What do I need to do for NSURLConnection to work with such a URL as https://username:hello%C2%B0@api.example.com/v1/user/api_token?format\=json where the password contains non-ASCII characters?

Was it helpful?

Solution

I have just performed several tests against my mockup server and I think I have a solution for you.

First of all, when you add username & password to an URL, they are not actually send to the server as part of the URL. They are sent as part of the Authorization header (see Basic access authentication).

The fastest workaround for you is to do

NSURLRequest* request = [NSURLRequest requestWithURL:URL];
NSString* usernamePassword = [[NSString stringWithFormat:@"%@:%@", username, password] base64Encode];
[request setValue:[NSString stringWithFormat:@"Basic %@", usernamePassword] forHTTPHeaderField:@"Authorization"] 

To understand the problem, let's go a bit deeper. Let's forget NSURLConnection sendAsynchronousRequest: and let us create an old-fashioned connection with a NSURLConnectionDelegate. Then in the delegate, let's define the following methods:

- (BOOL)connection:(NSURLConnection *)connection canAuthenticateAgainstProtectionSpace:(NSURLProtectionSpace *)protectionSpace {
    return YES;
}

- (void)connection:(NSURLConnection *)connection didReceiveAuthenticationChallenge:(NSURLAuthenticationChallenge *)challenge {
    NSLog(@"Proposal: %@ - %@", challenge.proposedCredential.user, challenge.proposedCredential.password);

    NSURLCredential* credential = [NSURLCredential credentialWithUser:@"username"    
                                                             password:@"hello°"
                                                          persistence:NSURLCredentialPersistenceNone];

    [challenge.sender useCredential:credential forAuthenticationChallenge:challenge];
}

If you don't create these methods, the username & password from your URL won't ever be added to the HTTP header.
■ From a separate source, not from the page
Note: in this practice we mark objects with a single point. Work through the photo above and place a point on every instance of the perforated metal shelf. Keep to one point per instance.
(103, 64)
If you add them, you'll see that the proposed password is hello%C2%B0. Obviously, that's wrong.

You can see the problem directly from

NSLog(@"Password: %@", [[NSURL URLWithString:@"http://username:hello%C2%B0@www.google.com"] password]);

which prints

hello%C2%B0  

I believe this is a bug in the framework. NSURL returns password encoded and NSURLCredential doesn't decode it so we are left with an invalid password.